Enclosure, Kilbragh, Co. Tipperary
Co. Tipperary |
Enclosures
On a south-west-facing slope in County Tipperary, looking down over a pond to the west, there is a levelled oval area in pasture that most walkers would pass without a second glance.
What makes it quietly worth attention is how it sits within its landscape: a deliberately shaped enclosure, roughly 38 metres north to south and 26.5 metres east to west, defined by low earthen scarps, the kind of raised or cut edges left when someone long ago demarcated a space from its surroundings. The western half retains a scarp about three metres wide and sixty centimetres high; the eastern half has a shallower one, four metres wide but only twenty centimetres high. A modern field boundary now bisects the whole thing along its long axis, which has not helped its preservation.
The enclosure was identified during a field inspection in January 2007 and carries several details that suggest it belongs to a broader complex of early activity in the immediate area. Its interior tilts slightly downslope toward the south, following the natural lie of the land. More intriguingly, it truncates an older enclosure to the north-west, meaning this feature is itself younger than whatever came before it, and is already old enough to be considered archaeological.
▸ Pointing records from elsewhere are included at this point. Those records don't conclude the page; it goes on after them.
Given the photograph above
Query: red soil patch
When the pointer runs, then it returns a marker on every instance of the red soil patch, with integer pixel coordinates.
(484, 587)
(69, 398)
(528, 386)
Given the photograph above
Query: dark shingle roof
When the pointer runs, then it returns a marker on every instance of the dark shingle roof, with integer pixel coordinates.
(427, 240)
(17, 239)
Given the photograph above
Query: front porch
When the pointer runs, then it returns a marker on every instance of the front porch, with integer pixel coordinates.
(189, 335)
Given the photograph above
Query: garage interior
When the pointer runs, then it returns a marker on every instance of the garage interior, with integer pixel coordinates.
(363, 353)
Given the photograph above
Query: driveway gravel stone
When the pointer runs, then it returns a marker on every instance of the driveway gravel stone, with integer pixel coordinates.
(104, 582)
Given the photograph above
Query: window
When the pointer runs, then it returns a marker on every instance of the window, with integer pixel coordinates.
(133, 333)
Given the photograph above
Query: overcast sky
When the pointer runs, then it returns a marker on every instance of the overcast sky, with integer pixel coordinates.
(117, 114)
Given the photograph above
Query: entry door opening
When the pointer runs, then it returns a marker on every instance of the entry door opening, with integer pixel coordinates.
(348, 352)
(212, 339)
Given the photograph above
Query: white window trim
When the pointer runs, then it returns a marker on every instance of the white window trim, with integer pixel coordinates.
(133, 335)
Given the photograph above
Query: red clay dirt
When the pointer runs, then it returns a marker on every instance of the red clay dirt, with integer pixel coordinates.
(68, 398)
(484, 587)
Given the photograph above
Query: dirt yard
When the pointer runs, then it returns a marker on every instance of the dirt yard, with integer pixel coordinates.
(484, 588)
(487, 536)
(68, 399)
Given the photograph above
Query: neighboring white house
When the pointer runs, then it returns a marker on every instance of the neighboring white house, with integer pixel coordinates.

A curving linear feature, some 23 metres long, extends from the south-south-west of the exterior and appears to run toward a barrow to the south-west. A barrow, in this context, is a burial mound, typically of prehistoric origin. The suggestion that a curved earthwork connects an enclosure to a burial monument nearby points to a landscape that was organised and meaningful to the people who shaped it, even if the precise nature of that organisation is no longer legible from the surface alone.